El libro de la poeta y crítica colombiana Piedad Bonnett sobre la vida y muerte de su hijo logra transitar el límite de la experiencia y superar la catarsis confesional. Un formidable logro de escritura, que no renuncia a la sensibilidad ni al poder de la observación.
› Por Sergio Kisielewsky
El hachazo no la dejó ciega, ni sorda ni muda, y menos aún le impidió escribir por el tajo que más sangra. La muerte del hijo es el pan de la locura que elige Piedad Bonnett para que el río de tinta decante de una vez. Ya no es la pérdida ni la falta, es sólo una voz que la escritora colombiana –en breves capítulos– da y recibe los hechos y sensaciones como en un ring de box. La tarea de demolición no la hará contra un adversario sino dentro de la estructura de la obra que convierte un diario de registro de estremecimientos en una forma sutil y por momentos contenida, como para que el andamiaje no decaiga. Si el motivo es más que suficiente para disparar imágenes, encuentros y situaciones, lo que logra Bonnett es que la pregunta se traslade al lector, no como una carga bestial sino como un modo de acceder a lo estético por encima de los temas a tratar, por más duros y personales que éstos puedan ser. Imponderable la disolución y súbita la inclemencia, pero la escritora elige ir hacia atrás, a la época del parto de su hijo. y evocar palmo a palmo con una tristeza delicada y mórbida que por ráfagas recuerda a la gran Cuento de hadas en Nueva York, de J. P. Donleavy, donde se emparenta el sexo con la muerte en una frenética búsqueda del amor y también por el sentido que tiene la vida en situaciones límite. Donleavy trabajó los componentes del deseo casi oscilando en la punta de un andamio entre peripecias y ausencias extremas, con el humor que todo lo descomprimía, y desde allí escribió su gran novela. En Lo que no tiene nombre, los trabajadores que rodean a la narradora se conmueven con su duelo; algunos escritores se borran en la estacada; “los hechos como siempre acorralan a las palabras” y de pronto hay una imagen teatral y fantasmagórica a la vez donde al hijo se lo ve apoyado en la puerta, sonriendo, es sólo una mueca que a la madre le alcanza sobremanera, pues no es real. Y eso es lo que menos importa.

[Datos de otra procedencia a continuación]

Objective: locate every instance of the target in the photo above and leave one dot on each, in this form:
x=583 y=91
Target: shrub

Si la gran escritura siempre resulta una confesión, aquí el concepto confesional, el tono sincero, cobra dimensión de entrada y eso produce en los lectores un efecto paradójico, una bocanada de aire fresco, como volver a traer con las palabras al hijo y sentarlo a la mesa, cocinarle y atender sus asuntos y sus proyectos.
La mujer lo busca en los rincones, lo llama por teléfono, le pregunta una y otra vez sobre sus decisiones y también sobre sus dudas. Sin embargo nada quedó después del cimbronazo, sólo el temblor que remite a Piedad (“lo que se cifra en el nombre”, el célebre verso de la milonga de Borges, adquiere aquí un lugar asombroso). De nada sirvieron los viajes, las consultas a médicos y psicólogos, el vínculo de su primogénito con el estudio de la historia de las artes, pues la psicosis hizo su trabajo de picapedrero y la decisión de caer al vacío siempre estuvo allí como un secreto entre madre e hijo, algo íntimo que sólo ellos sabían y está latente en todo el texto hasta que llega la intemperie atroz, sin límites y sin red.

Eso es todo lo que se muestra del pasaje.